Daniel shrugged as he continued to eat. “This soup is delicious,” he said.
Rachel felt a lightening of her spirits. “Thank you.”
He looked at her with surprise. “You made this?” She nodded. “It’s good.”
“Are you shocked?” she asked without anger.
He smiled. “No, not at all. I may have underestimated you before, but not now.”
Rachel allowed her lips to curve. “That means a lot to me.”
“Daniel,” Amelia said, “you still haven’t told me where Black Hawk is. I heard something about him leaving soon. Is that true?”
“Where did you hear that?” Rachel asked, her heart thumping hard. Had someone heard her conversation with Black Hawk?
“Susie told me. Apparently, Conner overheard his grandmother.”
“And Conner knows so much?” Daniel teased.
Amelia looked at him. The way he said it told her that it was in fact true. “He is leaving, isn’t he?” she said quietly. Her questioning glance went to Rachel.
“It’s true,” Rachel said.
Amelia turned back to her husband. “What is it?” She frowned. “Does this have something to do with his father?”
Daniel looked uncomfortable. “What do you mean?”
“Yes,” Rachel said, and husband and wife looked at her.
“He told you,” Daniel murmured.
“Yes, he told me.”
Her brother-in-law looked at her thoughtfully. “I didn’t know if he would.”
“Told her what?” Amelia asked.
“That Black Hawk is leaving to avenge his father’s death,” Rachel said with bitterness.

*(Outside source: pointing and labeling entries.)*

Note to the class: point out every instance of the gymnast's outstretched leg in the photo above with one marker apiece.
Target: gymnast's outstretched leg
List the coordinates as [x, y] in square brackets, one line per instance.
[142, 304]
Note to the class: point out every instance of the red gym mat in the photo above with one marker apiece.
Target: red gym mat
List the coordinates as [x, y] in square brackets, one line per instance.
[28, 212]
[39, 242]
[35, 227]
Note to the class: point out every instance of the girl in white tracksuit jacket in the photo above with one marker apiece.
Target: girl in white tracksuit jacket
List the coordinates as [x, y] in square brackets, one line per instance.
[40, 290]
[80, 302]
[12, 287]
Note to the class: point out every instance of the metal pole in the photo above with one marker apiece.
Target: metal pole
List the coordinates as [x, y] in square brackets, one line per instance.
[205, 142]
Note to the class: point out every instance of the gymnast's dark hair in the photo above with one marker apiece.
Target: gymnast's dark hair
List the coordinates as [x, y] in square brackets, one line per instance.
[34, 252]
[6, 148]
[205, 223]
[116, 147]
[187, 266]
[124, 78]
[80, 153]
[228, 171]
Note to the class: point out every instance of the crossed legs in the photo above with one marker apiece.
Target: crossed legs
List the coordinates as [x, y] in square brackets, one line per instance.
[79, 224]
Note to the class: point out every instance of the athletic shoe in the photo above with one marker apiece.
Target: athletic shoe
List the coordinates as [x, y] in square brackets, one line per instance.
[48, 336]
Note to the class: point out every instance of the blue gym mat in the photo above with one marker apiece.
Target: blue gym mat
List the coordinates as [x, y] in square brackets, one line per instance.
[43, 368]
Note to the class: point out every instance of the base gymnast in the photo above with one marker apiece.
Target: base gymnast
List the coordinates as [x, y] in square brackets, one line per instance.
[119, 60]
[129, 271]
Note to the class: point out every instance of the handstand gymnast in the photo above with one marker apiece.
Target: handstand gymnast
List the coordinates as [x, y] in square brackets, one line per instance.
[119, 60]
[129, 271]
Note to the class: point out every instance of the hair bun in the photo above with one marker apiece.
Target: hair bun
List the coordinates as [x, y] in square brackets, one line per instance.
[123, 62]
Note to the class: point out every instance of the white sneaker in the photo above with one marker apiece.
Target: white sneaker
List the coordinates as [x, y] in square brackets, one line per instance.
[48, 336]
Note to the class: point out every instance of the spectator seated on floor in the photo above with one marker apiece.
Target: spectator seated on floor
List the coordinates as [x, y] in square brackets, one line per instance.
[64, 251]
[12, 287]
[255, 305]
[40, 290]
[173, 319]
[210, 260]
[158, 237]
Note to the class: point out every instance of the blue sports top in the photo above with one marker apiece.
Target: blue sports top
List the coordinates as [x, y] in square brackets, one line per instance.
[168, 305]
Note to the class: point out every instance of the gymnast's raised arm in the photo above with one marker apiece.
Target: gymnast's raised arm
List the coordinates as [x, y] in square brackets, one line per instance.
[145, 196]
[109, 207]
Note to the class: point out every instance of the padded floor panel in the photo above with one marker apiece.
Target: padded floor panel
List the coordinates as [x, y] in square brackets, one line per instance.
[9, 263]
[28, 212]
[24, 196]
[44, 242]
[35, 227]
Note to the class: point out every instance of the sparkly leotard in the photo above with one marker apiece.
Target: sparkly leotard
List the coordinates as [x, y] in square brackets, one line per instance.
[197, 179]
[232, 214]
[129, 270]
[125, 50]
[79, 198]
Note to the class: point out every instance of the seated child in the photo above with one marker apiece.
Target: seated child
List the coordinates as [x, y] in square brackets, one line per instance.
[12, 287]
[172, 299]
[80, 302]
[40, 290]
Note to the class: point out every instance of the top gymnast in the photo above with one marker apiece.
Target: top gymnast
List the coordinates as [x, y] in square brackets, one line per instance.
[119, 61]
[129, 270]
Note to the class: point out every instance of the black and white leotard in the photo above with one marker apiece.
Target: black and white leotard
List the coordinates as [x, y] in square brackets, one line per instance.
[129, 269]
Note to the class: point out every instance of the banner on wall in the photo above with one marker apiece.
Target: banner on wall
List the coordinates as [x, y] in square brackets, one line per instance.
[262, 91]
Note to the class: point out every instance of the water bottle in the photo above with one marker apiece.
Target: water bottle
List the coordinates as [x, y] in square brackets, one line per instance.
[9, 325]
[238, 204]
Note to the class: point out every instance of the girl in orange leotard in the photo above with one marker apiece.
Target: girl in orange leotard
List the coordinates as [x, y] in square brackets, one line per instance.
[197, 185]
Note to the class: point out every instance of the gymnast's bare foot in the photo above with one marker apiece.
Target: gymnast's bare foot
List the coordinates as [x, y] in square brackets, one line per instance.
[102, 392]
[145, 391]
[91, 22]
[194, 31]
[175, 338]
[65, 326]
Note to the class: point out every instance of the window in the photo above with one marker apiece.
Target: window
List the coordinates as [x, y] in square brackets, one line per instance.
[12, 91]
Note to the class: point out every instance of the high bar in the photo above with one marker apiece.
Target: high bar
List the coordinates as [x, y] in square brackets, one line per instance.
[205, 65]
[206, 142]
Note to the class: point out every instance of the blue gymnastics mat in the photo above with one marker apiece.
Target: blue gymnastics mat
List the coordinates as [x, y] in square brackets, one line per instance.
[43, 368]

> Daniel frowned. “He has to go, you know.”
“What Black Hawk does means little to me,” Rachel said stiffly.
Amelia regarded her sister, then her husband curiously. “Rachel, I thought Black Hawk and you were friends.”
“We were—are.”
“Then how can you be so unconcerned?” Amelia asked.
Rachel stood with her bowl. “I’m not indifferent. It’s just none of my business,” she said as she started to walk away.
“But, Rachel—”
“Leave her be, love,” Daniel said.
Amelia looked at him and saw a frown settle on his brow as he continued to study her sister. As if sensing Amelia’s regard, he turned and smiled at her. She didn’t return his smile.
“Is it possible that she’s in love with him?” she asked.
“I hope not,” Daniel answered.
“Why would you say that? He’s your friend.”
“I say it because Rachel doesn’t have a chance, and I don’t want her to be hurt. Black Hawk has only one thing on his mind right now and that is finding his father’s murderer.”
“You don’t think she ... they ...” The thought of intimacy between Black Hawk and Rachel under the circumstances deeply disturbed Amelia.
“No.” Daniel shook his head. “No, definitely not. Black Hawk wouldn’t.” He finished eating and put aside his bowl. He reached for his wife’s dish, and she handed it to him.
“And Rachel would ... lie with him?” she challenged, upset. Did he think that Rachel was a wanton?
“No!” he said. “I don’t mean any offense.”
She raised her eyebrows when he looked at her. “What do you mean?”
He touched her cheek, then ran his fingers down to her neck. Cupping her throat, he kissed her. She closed her eyes and gave in to the kiss.
“That,” he said softly as he released her. “I have only to touch you and you’re mine.”
“But that’s different. I love you and ...” Her eyes widened with understanding.
He smiled. “And if your sister loved Black Hawk?”
“She’d give herself to him without thought,” Amelia answered.